We have shown that the resolution of SH3 2D spectra acquired on 60 % back-exchanged samples spinning at 40 kHz is extremely similar to that observed at 60 kHz MAS and 100 % protonation. However, the signal-to-noise in these spectra did not surpass that of a 100 % sample at 40 kHz in a 1.9 mm rotor. For two [(H)NH] and three [(H)CNH-type] transfer experiments, the spectra of the 100 % sample using a 1.9 mm rotor showed two to three times more sensitivity than the 1.3 mm rotor, while requiring about five times as much protein material. With the addition of a carbon–carbon transfer [(H)C(C)NH-type experiments] this gain in sensitivity dropped to between 0.7 and 1.5. The 1.9 mm rotor using a 60 % back-exchange sample showed ratios to the 1.3 mm rotor of 1.2:1 for the (H)NH, 1.1:1 for the (H)CNH-type 3Ds, and 0.8:1 for the (H)C(C)NH-type experiments. It is worth noting that for the residues with the “worst” T2 values, these ratios increase to 1.4:1 for the (H)NH and (H)CNH-type 3Ds, and 0.9:1 for the (H)C(C)NH-type experiments. 2H excitation followed by 2H–13C CP(Akbey et al. 2014) may improve sensitivity for all experiments starting on deuterated carbons, especially on samples with less than 100 % back protonation or where 1H back-exchange might be hampered. Similarly, 2H–13C decoupling might improve the performance for all experiments(Huber et al. 2012), but it should be particularly beneficial for experiments acquired at 40 kHz MAS on the 1.9 mm probe, where a relatively short CA T2 is decreasing transfer efficiencies. Furthermore, the presence of endogenous or covalently bound paramagnetic centers in the sample (Knight et al. 2012a; Laage et al. 2009; Nadaud et al. 2010), or the use of paramagnetic doping (Linser et al. 2009; Wickramasinghe et al. 2007, 2009) could also be used to increase sensitivity.

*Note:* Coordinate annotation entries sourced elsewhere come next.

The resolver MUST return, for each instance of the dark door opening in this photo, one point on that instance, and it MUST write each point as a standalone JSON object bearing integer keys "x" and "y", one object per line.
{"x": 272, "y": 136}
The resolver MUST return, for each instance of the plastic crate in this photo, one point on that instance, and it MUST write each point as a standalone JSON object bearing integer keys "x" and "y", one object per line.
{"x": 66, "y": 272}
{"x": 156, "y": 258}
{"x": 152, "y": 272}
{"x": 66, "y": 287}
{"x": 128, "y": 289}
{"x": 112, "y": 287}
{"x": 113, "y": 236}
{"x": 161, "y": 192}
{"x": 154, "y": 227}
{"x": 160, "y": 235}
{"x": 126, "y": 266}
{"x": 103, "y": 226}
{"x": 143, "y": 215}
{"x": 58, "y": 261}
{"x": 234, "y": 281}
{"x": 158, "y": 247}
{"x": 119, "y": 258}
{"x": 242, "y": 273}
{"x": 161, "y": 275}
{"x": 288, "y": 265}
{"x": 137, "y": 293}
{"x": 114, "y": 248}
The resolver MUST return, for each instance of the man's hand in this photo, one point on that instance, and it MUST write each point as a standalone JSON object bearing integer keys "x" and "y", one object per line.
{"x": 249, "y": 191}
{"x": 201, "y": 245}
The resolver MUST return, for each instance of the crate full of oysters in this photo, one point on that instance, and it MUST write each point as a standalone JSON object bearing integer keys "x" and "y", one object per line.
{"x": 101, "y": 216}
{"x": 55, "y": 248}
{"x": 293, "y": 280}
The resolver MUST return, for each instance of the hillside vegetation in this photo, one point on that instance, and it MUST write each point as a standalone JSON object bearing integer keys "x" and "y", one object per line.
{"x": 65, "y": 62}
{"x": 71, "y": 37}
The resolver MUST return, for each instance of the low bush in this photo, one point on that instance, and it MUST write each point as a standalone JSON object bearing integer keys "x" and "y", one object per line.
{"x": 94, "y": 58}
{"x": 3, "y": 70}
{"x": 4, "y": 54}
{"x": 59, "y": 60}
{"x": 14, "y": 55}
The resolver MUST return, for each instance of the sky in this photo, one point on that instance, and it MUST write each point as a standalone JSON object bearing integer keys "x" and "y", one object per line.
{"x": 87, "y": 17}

Overall, for systems where material is limited, or for which only de novo chemical shift assignments are needed, 1.3 mm rotors spinning at 60 kHz offer obvious advantages. For systems where the full assignment suite is not required, the additional signal seen in 2D and the less demanding 3D experiments using 1.9 mm rotors could prove advantageous. One context where this might be the case is multi-protein complexes, where solution NMR or 13C-detected ssNMR provides assignments for one or more members of the complex. 1H-detected NMR could then be used to detect differences in spectra of the protein in complex relative to those in a free solution. When considering the residues with the “worst” T2 values, which may be expected from most protein systems of biological interest, 1H-dilution through back-exchange to 60 % yielded the most benefits, and might be warranted at higher spinning rates. Moreover, since the 1.9 mm probe was about five times more sensitive in 1D 13C-detected experiments than the 1.3 mm probe, the 1.9 mm probe is likely better suited for 13C detected experiments on the same rotor as 1H detected ones, perhaps for distance restraint collection or in the context of 2H excitation in a proton deficient sample or protein region. This line of thought can be taken a step further by considering 3.2 mm rotors that have even more 13C sensitivity due to even larger sample volumes. When only material amount and rf-efficiency are considered, a 3.2 mm rotor would be expected to be about 6 times as sensitive as a 1.3 mm module, while a 1.9 mm system would be 2.5 times as sensitive, slightly higher than what we saw here experimentally for (H)NH 2Ds of SH3. After factoring in the 30 and 60 % back-exchange percentages, which allow for the same resolution for 3.2 and 1.9 mm rotors respectively, this factor would fall to 1.8 or 1.5, again slightly higher than what was seen here or in other work cited in the introduction. Keeping in mind that shorter T2 times, especially for 13C, caused C–C transfers to be less efficient at 40 kHz relative to 60 kHz, we expect that the faster spinning 1.9 and 1.3 mm rotors would be more sensitive for (H)C(C)NH-type experiments than 3.2 mm rotors. In summary, the larger rotors will always be slightly more sensitive for 1D or maybe even 2D experiments, however, the more transfer steps involved the larger the advantage of using smaller rotors will become.